Sasha (Oleksandra) Masiuk also Sashatattooing (born 22 May 1990 in Kharkiv, USSR) is a tattoo artist with her own studios in Russia, Spain and the United States. Oleksandra is known for her dotwork tattoo technique combined with the usage of floral motives and mandalas.

Biography and art 
Oleksandra was born in Kharkiv, Ukraine in 1990. She graduated from the Kharkiv Academy of Design and Arts in 2011. The same year Sasha moved to Saint Petersburg where she worked as an illustrator until she tried herself in tattoo art.

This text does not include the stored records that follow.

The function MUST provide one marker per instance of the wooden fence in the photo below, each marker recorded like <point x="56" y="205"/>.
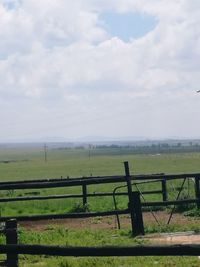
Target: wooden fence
<point x="12" y="249"/>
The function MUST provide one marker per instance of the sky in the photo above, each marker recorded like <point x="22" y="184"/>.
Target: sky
<point x="106" y="68"/>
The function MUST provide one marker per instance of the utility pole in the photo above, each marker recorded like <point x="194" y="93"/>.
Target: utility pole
<point x="45" y="152"/>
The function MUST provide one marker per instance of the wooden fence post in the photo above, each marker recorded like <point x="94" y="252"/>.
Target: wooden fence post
<point x="11" y="238"/>
<point x="84" y="192"/>
<point x="164" y="189"/>
<point x="134" y="205"/>
<point x="197" y="191"/>
<point x="138" y="219"/>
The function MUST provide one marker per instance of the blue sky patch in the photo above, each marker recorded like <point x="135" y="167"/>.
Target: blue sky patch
<point x="127" y="25"/>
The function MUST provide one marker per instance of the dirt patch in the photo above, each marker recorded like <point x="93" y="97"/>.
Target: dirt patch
<point x="107" y="222"/>
<point x="174" y="238"/>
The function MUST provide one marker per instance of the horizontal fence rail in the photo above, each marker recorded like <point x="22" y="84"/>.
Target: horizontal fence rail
<point x="65" y="215"/>
<point x="170" y="250"/>
<point x="51" y="183"/>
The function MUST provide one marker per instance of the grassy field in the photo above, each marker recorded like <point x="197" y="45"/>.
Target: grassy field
<point x="28" y="163"/>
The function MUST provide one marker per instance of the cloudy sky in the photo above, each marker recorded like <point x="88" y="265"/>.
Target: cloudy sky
<point x="110" y="68"/>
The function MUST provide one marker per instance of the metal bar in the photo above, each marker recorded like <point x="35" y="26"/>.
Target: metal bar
<point x="130" y="197"/>
<point x="11" y="238"/>
<point x="168" y="203"/>
<point x="164" y="190"/>
<point x="100" y="194"/>
<point x="84" y="191"/>
<point x="64" y="216"/>
<point x="197" y="191"/>
<point x="50" y="183"/>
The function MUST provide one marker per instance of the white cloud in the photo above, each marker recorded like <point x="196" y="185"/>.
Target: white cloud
<point x="56" y="59"/>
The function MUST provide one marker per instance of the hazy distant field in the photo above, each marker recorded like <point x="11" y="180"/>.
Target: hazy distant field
<point x="29" y="163"/>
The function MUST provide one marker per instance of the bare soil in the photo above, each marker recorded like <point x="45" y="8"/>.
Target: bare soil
<point x="111" y="223"/>
<point x="108" y="222"/>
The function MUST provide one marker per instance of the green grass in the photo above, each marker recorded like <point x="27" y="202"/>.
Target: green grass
<point x="30" y="164"/>
<point x="64" y="236"/>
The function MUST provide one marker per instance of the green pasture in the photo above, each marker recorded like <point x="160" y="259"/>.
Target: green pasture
<point x="29" y="163"/>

After developing a level of skill, Sasha started working in a tattoo studio Baraka. In 2013 Sasha opened her first workspace in Saint Petersburg. In 2014 Sasha managed to open a studio in Moscow.

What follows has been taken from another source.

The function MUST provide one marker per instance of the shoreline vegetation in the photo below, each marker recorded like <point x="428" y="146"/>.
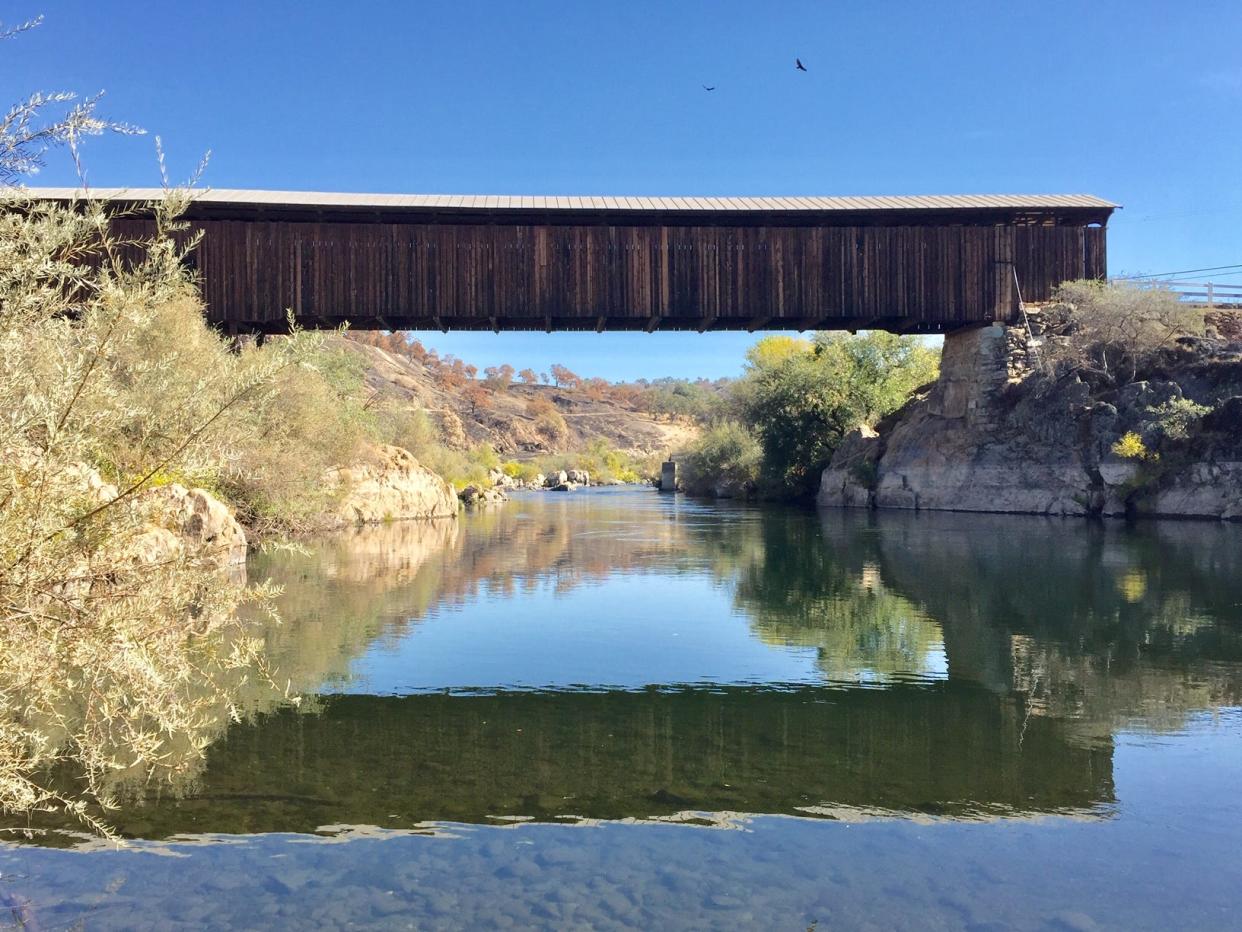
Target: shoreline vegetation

In 2015 Sasha and her husband moved to Berlin, Germany. In the following years the couple opened Sashatattooing branded studios in Barcelona, Spain and Los Angeles, United States.

Clients and collaborations 
The client list includes: the singer from Maroon 5 Adam Levine, Victoria's Secret model Behati Prinsloo, football player Axel Witsel, football players from the Zenit football club and a Russian singer Sergey Zhukov.

In 2015, Sasha started performing collaborations with clothing brands Bats and Designed for Fitness.

In 2016 Sasha collaborated with Reebok to create designs for Reebok Classic NPC: a mandala and Sasha’s signature were "tattooed" on the white leather shoe.

In 2019 the collaboration between the French brand Black Alchemy and Sashatattooing carried out the line of accessories designed by Sasha.

In 2020, Sashatattooing collaborated with Google ATAP. 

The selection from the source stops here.